Usually, you’d never argue with flowers, gifts or special dinners out. Those special home-made meals should make you feel loved and appreciated.
So why are they suddenly ‘ringing wrong’ and making you uncomfortable? Could they be signs that your partner is feeling guilty about something?
Guilt can be a tough burden to live with. If we still care about our husband or wife, but we find ourselves drawn into a tryst or ongoing affair, anyway, we’re in conflict.
Regardless of whether we find ourselves ending or continuing the affair, we don’t want to lose our primary relationship and the life we’ve built around it.
More, we know we’re wrong. We’ve betrayed our loved one on the deepest level. So how do we feel?
Luckily for the innocent victim, these signs of guilt come out in all sorts of visible, palpable ways.

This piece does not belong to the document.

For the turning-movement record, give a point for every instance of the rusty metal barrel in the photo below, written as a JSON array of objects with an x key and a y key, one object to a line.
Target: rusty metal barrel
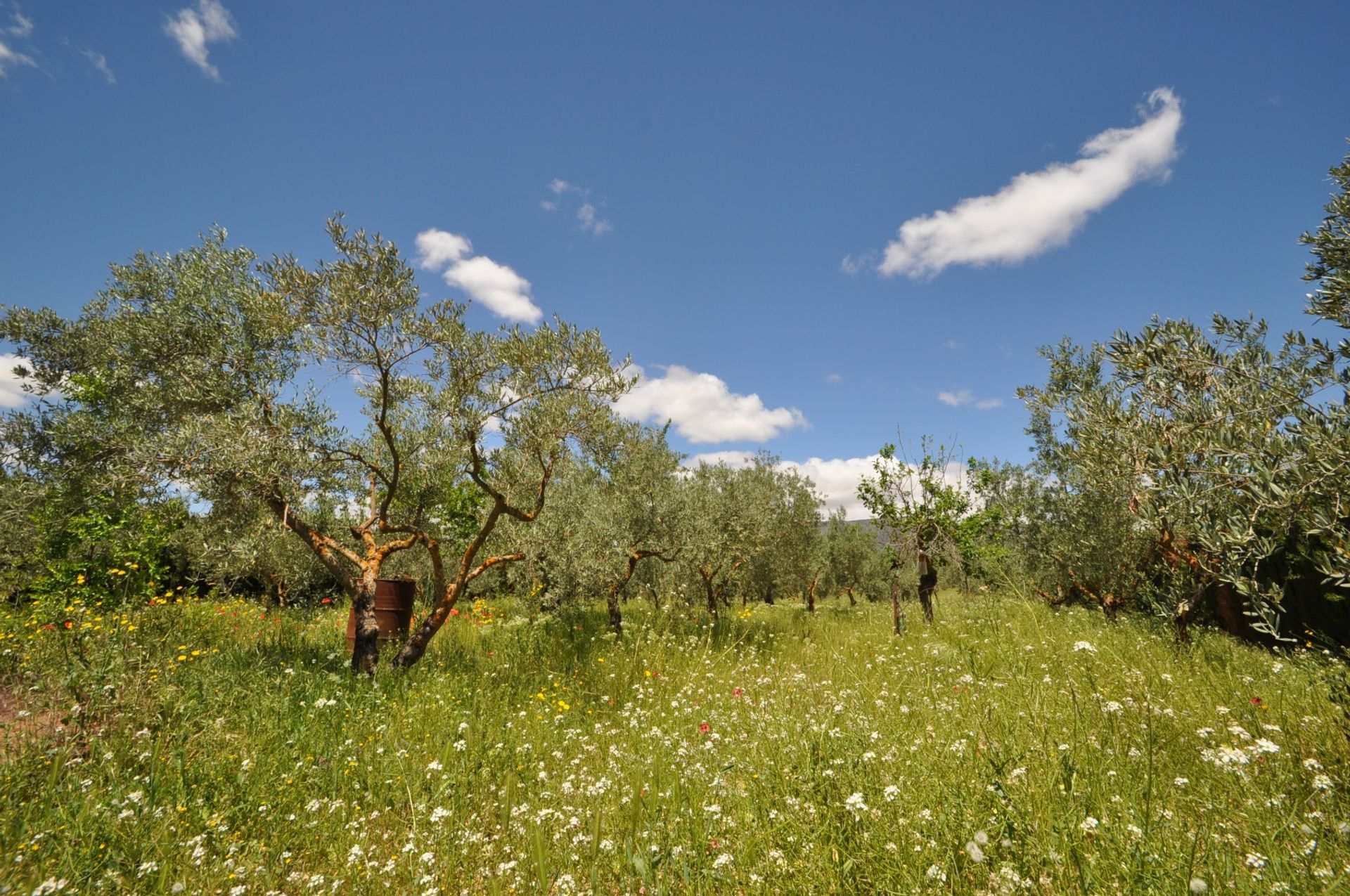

If you know what to look for, you can not only spot these guilty giveaways, you can interpret them correctly instead of fooling or blaming yourself:
• Your man suddenly starts bringing you flowers for no reason
• Your wife offers back rubs or becomes sexually demonstrative (when usually she wouldn’t)
• He starts surprising you with dinners out
• She decides to start cooking you your favorite special meals – and it’s not your birthday
• He uncharacteristically surprises you with a gift or jewelry and there are no Holidays coming up
• More affectionate, but it feels contrived, over-done or desperate
Or it could go the other way, with negative guilty behaviors:
• Suddenly starts picking fights
• Emotional distance
• Physical distance
• Accuses you of lying
• Questions YOUR whereabouts
• Begins finding fault with you; your manner, your appearance, your housekeeping, your sense of humor, anything — as long as fault can be found
While it is possible that something other than infidelity could be causing these symptoms of guilt (losing a job, perhaps, or losing money because of a poor investment choice), those other concerns tend to be brought out into the open eventually when your partner has worked through her feelings or resolved the situation enough to be able to talk to you about it.
This is understandable. Especially for men, who are geared towards being productive, (taking pride in and taking their sense of self-worth from their careers), not meeting family financial obligations can cause feelings of despair, nervousness and – yes – guilt.
Also, even if they never confess to such a perceived failure, it’s probable that once your spouse has found a way to correct or make up for it (making a better investment, working extra hours until the shortfall is made up or getting that new job) things will go back to where they were before the problem.
The secret that never gets told, though, the increasing level of alienation and estrangement, are signs that something different may be going on.
Another difference is that, in a cheating situation, your spouse is likely to grow more secretive, more argumentative, more aloof, distant or abusive over time.
What should you do if your partner seems to be exhibiting the guilty signs of infidelity?
Or — What if YOU’RE the one stepping out on your partner and finding yourself wracked with guilt, yet unable to break off the affair?
In either case, short of you two talking about it openly and calmly (possible but improbable) the best course of action might be to find a good professional therapist or counselor to help you sort things out.
Guilt associated with infidelity runs deep and can do serious damage to all involved. Don’t try to go it alone.